If you are both a landlord and a provider of ICS services, the juxtaposition between the strict landlord tenant laws and serving a high-risk population can be frustrating. It may seem as though you have little control over the safety of your residents, however, there are some safeguards that you can implement to ensure that your residents know and understand the expectations you have as an ICS provider and the processes you will implement if you feel as though a resident is at risk of harming themselves or someone else. 

 

Ways an ICS provider can promote the safety of their clients:

  • Have clear program guidelines—make sure staff reviews the guidelines with the clients during orientation and provide clients with their own copy. It is a good idea to have a signature page that goes in the client’s file where they acknowledge that the program guidelines have been reviewed with them. ICS providers can always create a Safety Policy as an addendum to the program guidelines to notify clients of the Safety Policy and include line items that the client agrees to as a recipient of ICS services. Ex. “I agree to reach out to ICS staff, my case manager, or someone in my support team if I am feeling suicidal, homicidal, unstable mental health wise, or am struggling with sobriety, and to be honest with these same people if they ask me about these issues.”
  • Inform clients that as a result of their behaviors, choices, or conduct, ICS staff may contact the client’s case manager or support team and involve them in decisions regarding your care. 
  • Notify clients that if ICS staff have reasonable suspicion to believe that a client is possessing weapon(s), alcohol, drugs, or any other prohibited items according to their lease, that staff may search their belongings in their presence, without notice. 
  • Explain to clients that their lease may be terminated if they violate it by possessing any of the above items. 
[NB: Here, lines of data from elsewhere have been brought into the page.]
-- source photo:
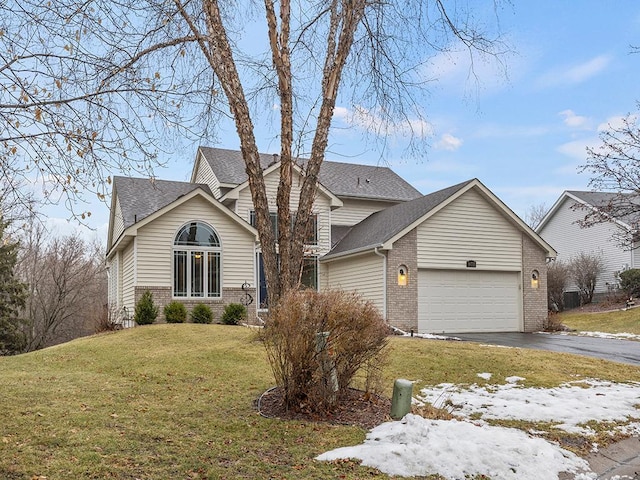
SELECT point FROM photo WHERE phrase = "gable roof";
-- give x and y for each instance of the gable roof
(342, 179)
(141, 197)
(235, 192)
(382, 228)
(620, 208)
(143, 200)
  • Explain to clients that services may be restricted or terminated if the client is at imminent risk of harming themselves or others and other positive supports were ineffective. 
  • Let clients know that immediate entry into their residential unit may be necessary to determine client safety. 
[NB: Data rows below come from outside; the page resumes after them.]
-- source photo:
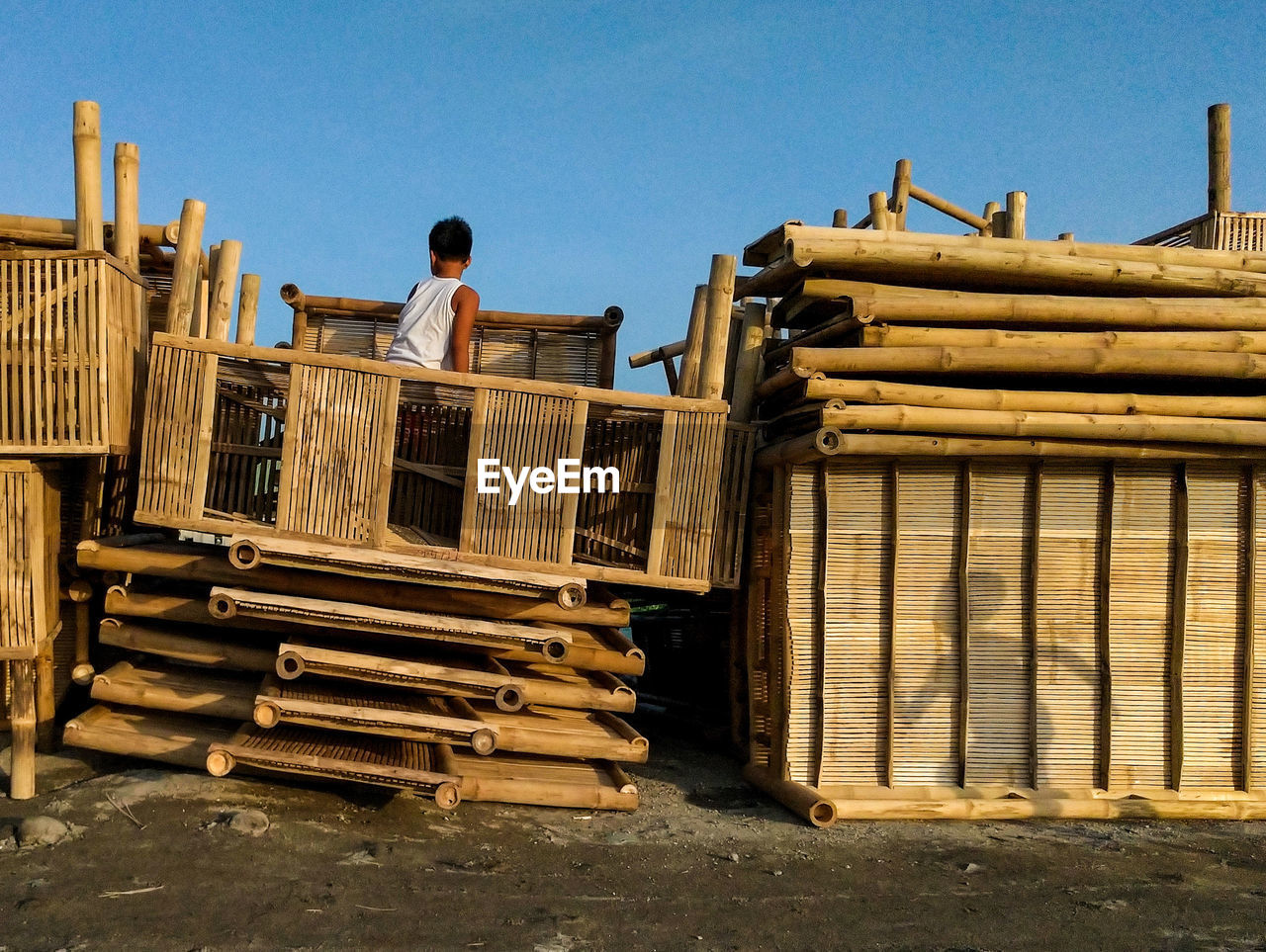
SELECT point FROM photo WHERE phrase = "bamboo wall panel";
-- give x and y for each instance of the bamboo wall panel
(260, 442)
(71, 352)
(927, 635)
(1066, 608)
(1139, 591)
  • Require clients to stay accountable to staff and to check in on a regular basis—for some programs this may be daily or however frequent your program decides is appropriate. 
  • Require that clients answer their phone, emails, or knocks on their door from ICS staff or follow up with staff within 12 hours.
  • Perform random and/or regular UAs on clients. 
  • Pay attention to client’s medications and when they are refusing certain medications or not taking others as prescribed. For example, if a client takes suboxone because they have a history of opiate use and are in recovery, and suddenly, they stop taking their suboxone, this should be a red flag for staff. Mental health medications and addiction/recovery medications are particularly important to monitor.